Perangkap yang diberikan bermacam-macam. Misalnya, awalnya gratis, lama-lama bayar. "Persis kayak jual narkoba. Cicip dulu sedikit, setelah ketagihan, pasti si anak akan mencari. Bedanya, orang kecanduan narkoba masih kelihatan, misalnya sakau. Tapi, kecanduan pornografi tidak. Kalau sudah kecanduan banget baru bisa," urai Elly.
Ciri-ciri kecanduan pornografi antara lain anak menghabiskan waktu lebih banyak dengan perangkat teknologi, seperti internet, games atau handphone. Anak menjadi gampang marah, self esteem rendah, kalau bicara tidak mau menatap mata kita, melawan, suka berkhayal, prestasi akademik merosot tiba-tiba, dan pendiam. "Anak juga biasanya mengamuk kalau ditegur untuk berhenti melakukan aktivitas tertentu tadi," kata Elly.

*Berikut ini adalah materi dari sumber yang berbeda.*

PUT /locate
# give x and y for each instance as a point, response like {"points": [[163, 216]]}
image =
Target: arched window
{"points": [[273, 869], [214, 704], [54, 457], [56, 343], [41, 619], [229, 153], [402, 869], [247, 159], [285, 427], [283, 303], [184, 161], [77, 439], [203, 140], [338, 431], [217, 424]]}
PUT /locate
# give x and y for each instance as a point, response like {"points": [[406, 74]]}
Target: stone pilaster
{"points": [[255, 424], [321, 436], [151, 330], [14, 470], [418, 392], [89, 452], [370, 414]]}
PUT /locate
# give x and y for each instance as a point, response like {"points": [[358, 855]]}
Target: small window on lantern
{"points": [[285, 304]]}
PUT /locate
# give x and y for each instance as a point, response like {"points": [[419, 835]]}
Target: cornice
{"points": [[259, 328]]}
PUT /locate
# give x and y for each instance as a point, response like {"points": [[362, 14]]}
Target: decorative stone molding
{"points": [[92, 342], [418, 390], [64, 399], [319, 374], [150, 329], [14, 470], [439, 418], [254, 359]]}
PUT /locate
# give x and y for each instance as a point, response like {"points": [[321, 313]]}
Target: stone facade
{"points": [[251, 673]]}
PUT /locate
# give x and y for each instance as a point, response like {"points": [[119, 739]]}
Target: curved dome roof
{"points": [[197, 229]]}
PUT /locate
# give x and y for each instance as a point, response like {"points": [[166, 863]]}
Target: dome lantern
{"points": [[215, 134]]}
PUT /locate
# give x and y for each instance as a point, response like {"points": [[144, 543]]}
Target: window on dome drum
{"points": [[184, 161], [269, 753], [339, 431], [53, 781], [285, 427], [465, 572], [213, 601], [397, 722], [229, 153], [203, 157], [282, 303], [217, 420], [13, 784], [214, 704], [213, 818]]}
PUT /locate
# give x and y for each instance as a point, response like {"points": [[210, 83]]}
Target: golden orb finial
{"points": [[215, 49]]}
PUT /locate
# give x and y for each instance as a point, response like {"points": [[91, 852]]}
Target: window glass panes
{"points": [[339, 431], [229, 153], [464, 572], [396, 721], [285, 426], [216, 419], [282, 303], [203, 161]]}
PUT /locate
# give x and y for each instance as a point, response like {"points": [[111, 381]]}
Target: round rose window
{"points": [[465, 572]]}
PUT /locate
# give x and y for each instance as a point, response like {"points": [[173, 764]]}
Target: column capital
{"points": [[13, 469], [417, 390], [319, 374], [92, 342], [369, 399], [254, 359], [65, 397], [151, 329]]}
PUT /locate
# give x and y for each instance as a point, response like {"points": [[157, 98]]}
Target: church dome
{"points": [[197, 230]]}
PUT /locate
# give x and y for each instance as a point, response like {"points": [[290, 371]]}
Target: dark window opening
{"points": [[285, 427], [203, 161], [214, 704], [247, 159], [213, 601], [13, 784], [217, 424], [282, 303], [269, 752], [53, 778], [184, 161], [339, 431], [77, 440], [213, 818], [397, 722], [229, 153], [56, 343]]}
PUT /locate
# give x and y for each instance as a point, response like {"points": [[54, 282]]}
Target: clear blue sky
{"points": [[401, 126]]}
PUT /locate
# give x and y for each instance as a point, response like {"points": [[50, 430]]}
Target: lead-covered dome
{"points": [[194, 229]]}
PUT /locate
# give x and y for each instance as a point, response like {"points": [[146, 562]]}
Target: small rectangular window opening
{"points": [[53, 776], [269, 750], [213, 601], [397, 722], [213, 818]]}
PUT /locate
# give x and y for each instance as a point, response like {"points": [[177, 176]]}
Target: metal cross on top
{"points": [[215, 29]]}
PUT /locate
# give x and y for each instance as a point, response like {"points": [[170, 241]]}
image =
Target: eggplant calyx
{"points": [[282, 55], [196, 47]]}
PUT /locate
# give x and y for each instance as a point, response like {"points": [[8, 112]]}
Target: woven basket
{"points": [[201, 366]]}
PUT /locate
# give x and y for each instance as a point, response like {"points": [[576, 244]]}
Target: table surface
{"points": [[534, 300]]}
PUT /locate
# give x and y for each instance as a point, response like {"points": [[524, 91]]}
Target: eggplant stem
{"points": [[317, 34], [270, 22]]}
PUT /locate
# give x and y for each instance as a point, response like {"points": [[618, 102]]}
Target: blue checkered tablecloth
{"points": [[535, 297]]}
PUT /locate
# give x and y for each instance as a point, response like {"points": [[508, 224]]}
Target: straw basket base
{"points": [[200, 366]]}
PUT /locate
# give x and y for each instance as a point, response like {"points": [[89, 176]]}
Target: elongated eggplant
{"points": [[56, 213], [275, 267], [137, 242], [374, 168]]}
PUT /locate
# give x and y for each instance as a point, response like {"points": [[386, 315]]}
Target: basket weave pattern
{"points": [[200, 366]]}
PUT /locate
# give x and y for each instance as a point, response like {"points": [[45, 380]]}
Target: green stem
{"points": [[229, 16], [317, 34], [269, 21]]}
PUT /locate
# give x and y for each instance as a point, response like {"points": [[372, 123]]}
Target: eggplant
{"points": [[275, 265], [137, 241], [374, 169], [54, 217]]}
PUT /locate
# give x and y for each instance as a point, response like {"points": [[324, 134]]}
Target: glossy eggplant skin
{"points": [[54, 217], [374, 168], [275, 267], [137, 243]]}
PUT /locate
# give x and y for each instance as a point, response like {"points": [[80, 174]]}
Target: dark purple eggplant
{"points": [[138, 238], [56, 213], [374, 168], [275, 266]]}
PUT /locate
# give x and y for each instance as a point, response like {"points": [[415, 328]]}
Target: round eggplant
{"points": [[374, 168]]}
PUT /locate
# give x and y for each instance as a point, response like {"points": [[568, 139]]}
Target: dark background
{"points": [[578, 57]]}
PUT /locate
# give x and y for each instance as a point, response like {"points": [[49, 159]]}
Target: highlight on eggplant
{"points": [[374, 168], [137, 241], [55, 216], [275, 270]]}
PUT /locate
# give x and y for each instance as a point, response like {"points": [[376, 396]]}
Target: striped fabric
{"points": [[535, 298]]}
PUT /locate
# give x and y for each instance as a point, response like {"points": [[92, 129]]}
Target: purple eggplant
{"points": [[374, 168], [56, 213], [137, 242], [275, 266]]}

Anak seringkali ingin keluar dari jerat adiksi tadi tapi tidak mampu karena tidak ada yang tahu dan bisa membantunya.
Harus Disadari
Untuk mengatasi hal ini, kuncinya ada pada orangtua. "Orangtua harus mau berubah, harus siap, harus paham, harus menerima tantangan bahwa mereka membesarkan generasi Z yang berbeda," jelas Elly.
Orangtua juga harus sadar siapa yang mereka hadapi dan tahu bagaimana menghadapinya. Artinya, orangtua harus sadar anak-anak mereka adalah generasi yang mempersyaratkan pengasuhan yang berubah, pembelajaran di sekolah yang juga berubah, serta dan pekerjaan yang berubah. Misalnya dalam hal pekerjaan. "Mereka ini tidak bisa bekerja di satu tempat lebih dari dua tahun. Mereka maunya mencari kesempatan lebih baik dan pas yang bisa membuat mereka lebih berkembang," jelas Elly.

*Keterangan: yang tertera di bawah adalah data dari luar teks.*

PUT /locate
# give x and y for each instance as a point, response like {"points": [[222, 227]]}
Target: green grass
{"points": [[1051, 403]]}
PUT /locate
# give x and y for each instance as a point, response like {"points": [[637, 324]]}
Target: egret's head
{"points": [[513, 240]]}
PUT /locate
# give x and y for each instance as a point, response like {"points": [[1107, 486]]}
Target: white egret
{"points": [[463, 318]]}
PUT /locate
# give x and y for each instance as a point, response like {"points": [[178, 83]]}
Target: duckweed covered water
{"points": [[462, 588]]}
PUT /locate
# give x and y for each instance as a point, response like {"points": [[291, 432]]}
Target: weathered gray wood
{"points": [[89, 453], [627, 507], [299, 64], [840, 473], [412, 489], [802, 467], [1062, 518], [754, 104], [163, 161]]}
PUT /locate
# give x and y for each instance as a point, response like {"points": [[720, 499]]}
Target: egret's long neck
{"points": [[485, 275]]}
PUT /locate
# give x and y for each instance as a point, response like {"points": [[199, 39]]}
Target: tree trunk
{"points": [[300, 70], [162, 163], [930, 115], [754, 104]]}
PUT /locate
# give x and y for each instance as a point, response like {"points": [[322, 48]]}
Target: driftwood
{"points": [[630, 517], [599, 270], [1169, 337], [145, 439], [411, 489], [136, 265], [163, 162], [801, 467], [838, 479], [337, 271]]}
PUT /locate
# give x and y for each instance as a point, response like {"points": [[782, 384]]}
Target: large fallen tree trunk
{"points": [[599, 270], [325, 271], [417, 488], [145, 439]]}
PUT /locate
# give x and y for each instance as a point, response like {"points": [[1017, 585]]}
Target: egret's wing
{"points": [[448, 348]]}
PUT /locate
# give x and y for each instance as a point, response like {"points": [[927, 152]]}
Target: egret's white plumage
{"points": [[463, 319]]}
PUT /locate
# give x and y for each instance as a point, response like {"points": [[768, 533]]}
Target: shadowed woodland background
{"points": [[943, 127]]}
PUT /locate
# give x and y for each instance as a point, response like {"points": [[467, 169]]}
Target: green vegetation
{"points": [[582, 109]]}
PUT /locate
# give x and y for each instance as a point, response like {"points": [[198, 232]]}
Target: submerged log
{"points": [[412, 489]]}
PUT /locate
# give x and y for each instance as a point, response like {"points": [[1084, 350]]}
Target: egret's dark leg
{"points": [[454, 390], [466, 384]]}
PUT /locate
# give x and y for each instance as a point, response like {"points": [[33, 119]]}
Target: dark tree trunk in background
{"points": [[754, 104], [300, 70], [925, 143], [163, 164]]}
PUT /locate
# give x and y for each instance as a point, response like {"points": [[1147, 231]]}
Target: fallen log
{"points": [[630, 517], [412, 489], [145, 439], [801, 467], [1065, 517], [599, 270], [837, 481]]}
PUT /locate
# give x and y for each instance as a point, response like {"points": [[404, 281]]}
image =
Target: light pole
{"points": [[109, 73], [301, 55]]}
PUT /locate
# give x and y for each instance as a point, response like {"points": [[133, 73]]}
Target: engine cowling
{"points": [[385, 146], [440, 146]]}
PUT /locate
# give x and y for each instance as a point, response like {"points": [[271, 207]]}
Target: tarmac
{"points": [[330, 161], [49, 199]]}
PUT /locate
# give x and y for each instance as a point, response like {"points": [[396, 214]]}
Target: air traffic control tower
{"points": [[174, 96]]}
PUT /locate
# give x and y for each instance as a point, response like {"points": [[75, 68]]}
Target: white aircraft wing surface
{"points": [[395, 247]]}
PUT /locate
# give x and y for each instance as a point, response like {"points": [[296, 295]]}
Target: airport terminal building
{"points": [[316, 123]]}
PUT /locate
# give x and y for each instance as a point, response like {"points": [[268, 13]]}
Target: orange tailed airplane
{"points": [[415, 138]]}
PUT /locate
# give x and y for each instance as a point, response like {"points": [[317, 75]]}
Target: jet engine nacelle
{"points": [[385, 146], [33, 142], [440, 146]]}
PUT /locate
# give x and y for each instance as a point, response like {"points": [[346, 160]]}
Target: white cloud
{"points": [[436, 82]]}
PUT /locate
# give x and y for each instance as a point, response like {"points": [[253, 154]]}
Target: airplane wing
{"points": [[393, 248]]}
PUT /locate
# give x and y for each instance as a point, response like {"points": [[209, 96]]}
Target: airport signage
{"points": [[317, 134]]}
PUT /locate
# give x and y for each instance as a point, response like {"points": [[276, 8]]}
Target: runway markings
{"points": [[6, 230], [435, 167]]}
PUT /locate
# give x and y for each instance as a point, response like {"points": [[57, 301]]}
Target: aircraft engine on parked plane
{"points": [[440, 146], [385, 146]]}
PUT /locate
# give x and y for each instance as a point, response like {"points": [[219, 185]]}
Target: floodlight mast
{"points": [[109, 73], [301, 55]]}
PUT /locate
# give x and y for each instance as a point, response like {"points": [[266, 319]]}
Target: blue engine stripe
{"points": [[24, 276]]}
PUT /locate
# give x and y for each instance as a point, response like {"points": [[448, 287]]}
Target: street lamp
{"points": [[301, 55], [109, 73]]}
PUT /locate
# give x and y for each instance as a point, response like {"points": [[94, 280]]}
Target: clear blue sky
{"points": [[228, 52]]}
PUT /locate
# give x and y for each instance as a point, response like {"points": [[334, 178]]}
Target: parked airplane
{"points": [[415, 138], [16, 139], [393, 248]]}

Elly menyarankan orangtua agar melakukan common sense parenting. "Pola pengasuhan seperti yang dilakukan orangtua zaman dulu tentu tidak bisa lagi dilakukan sekarang. Orangtua tidak bisa menghindarkan anak dari teknologi. Tapi, jangan beri anak teknologi tanpa alasan dan penjelasan," ujar Elly. Dan, yang tidak boleh dilupakan, "Harus ada penjelasan secara agama," tegas Elly.

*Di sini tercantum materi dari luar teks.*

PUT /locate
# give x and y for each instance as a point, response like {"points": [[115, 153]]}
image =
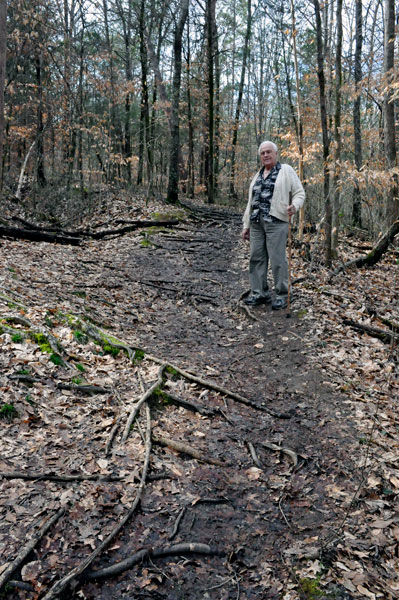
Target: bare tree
{"points": [[232, 191], [324, 127], [337, 131], [3, 48], [357, 205], [392, 208], [173, 184]]}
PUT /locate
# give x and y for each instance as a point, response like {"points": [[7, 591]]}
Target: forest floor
{"points": [[287, 484]]}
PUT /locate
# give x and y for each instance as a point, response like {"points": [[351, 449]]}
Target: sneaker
{"points": [[279, 304], [256, 300]]}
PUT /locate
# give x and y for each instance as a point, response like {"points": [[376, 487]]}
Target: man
{"points": [[275, 194]]}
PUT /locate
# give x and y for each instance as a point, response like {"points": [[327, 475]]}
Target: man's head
{"points": [[268, 154]]}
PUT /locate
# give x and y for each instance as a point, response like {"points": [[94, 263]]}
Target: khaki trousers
{"points": [[268, 243]]}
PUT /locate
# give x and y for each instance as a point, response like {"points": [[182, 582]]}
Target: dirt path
{"points": [[273, 525]]}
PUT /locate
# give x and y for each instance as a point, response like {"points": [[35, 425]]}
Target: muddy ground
{"points": [[274, 521]]}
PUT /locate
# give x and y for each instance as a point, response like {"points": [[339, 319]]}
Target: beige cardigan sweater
{"points": [[287, 181]]}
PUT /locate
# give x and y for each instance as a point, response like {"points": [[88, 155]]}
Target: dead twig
{"points": [[26, 550], [254, 455], [185, 449], [293, 455]]}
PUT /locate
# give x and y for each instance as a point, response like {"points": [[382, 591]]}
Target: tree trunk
{"points": [[144, 94], [357, 201], [40, 175], [392, 207], [190, 161], [3, 50], [173, 184], [337, 132], [299, 115], [324, 127], [209, 148], [232, 191]]}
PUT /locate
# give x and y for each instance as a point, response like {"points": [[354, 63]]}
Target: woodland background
{"points": [[171, 98], [147, 415]]}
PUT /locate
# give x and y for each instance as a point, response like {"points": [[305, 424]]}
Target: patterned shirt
{"points": [[262, 193]]}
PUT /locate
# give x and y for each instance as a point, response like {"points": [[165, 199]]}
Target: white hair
{"points": [[267, 142]]}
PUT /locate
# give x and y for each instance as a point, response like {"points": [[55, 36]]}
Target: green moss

Pada saat memberikan handphone misalnya, selain harus memberikan alasan, orangtua juga wajib memberikan batasan dan peraturan kepada anak. Alat atau piranti yang diberikan juga harus disesuaikan dengan tingkat usia. Aturan di dalamnya juga harus memuat tentang rutinitas sehingga penggunaan teknologi tetap harus dibatasi. Yang tak kalah penting, harus ada penjelasan tentang keuntungan dan kerugian menggunakan berbagai media digital tadi, pembatasan penggunaannya seperti apa, serta persyaratan yang disepakati bersama.
Sayangnya, riset YKBH menunjukkan 80 persen pemberian ini tanpa alasan. Padahal, orangtua seharusnya memberikan aturan yang disertai alasan. Misalnya, "Mama kasih kamu PC tablet ini, tapi kamu harus..." Jika aturan dan alasan ini dibicarakan baik-baik, anak pasti akan memahami dan mau mengikuti. "Orangtua harus terus melakukan kontrol seiring usia anak. Makin rendah usia anak, limit-nya makin kencang. Semakin besar usia anak, limit-nya makin dikurangi. Jangan dibalik. Kecilnya terlalu longgar, besarnya malah dikencengin," lanjutnya.
Peran ayah juga sangat signifikan. Biasanya, anak-anak yang terkena adiksi ini adalah mereka yang kurang mendapat perhatian orangtua, terutama dari figur ayah. "Anak laki-laki perlu tokoh ayahnya sebagai contoh, sementara anak perempuan perlu tokoh ayahnya untuk mengisi jiwanya," jelas Elly sambil menyarankan orangtua untuk sepekan sekali mematikan gadget selama 30 menit saja, dan meluangkan waktu bersama anak.
Mau Belajar
Apa yang bisa dilakukan orangtua menghadapi anak-anak Gen Z? Berikut tips dari Elly Risman:
- Orangtua harus tahu perkembangan anak-anak mereka dan harus mau membangun kesadaran terus-menerus. Perhatikan bahwa kebutuhan anak-anak ini berbeda. Komunikasi, penghargaan, dan disiplin pun beda.
- Pahami kebutuhan anak-anak, proaktif mengarahkan, menjelaskan, mendampingi, dan membicarakan konsekuensinya. Aturan harus dibuat bersama antara orangtua dengan anak.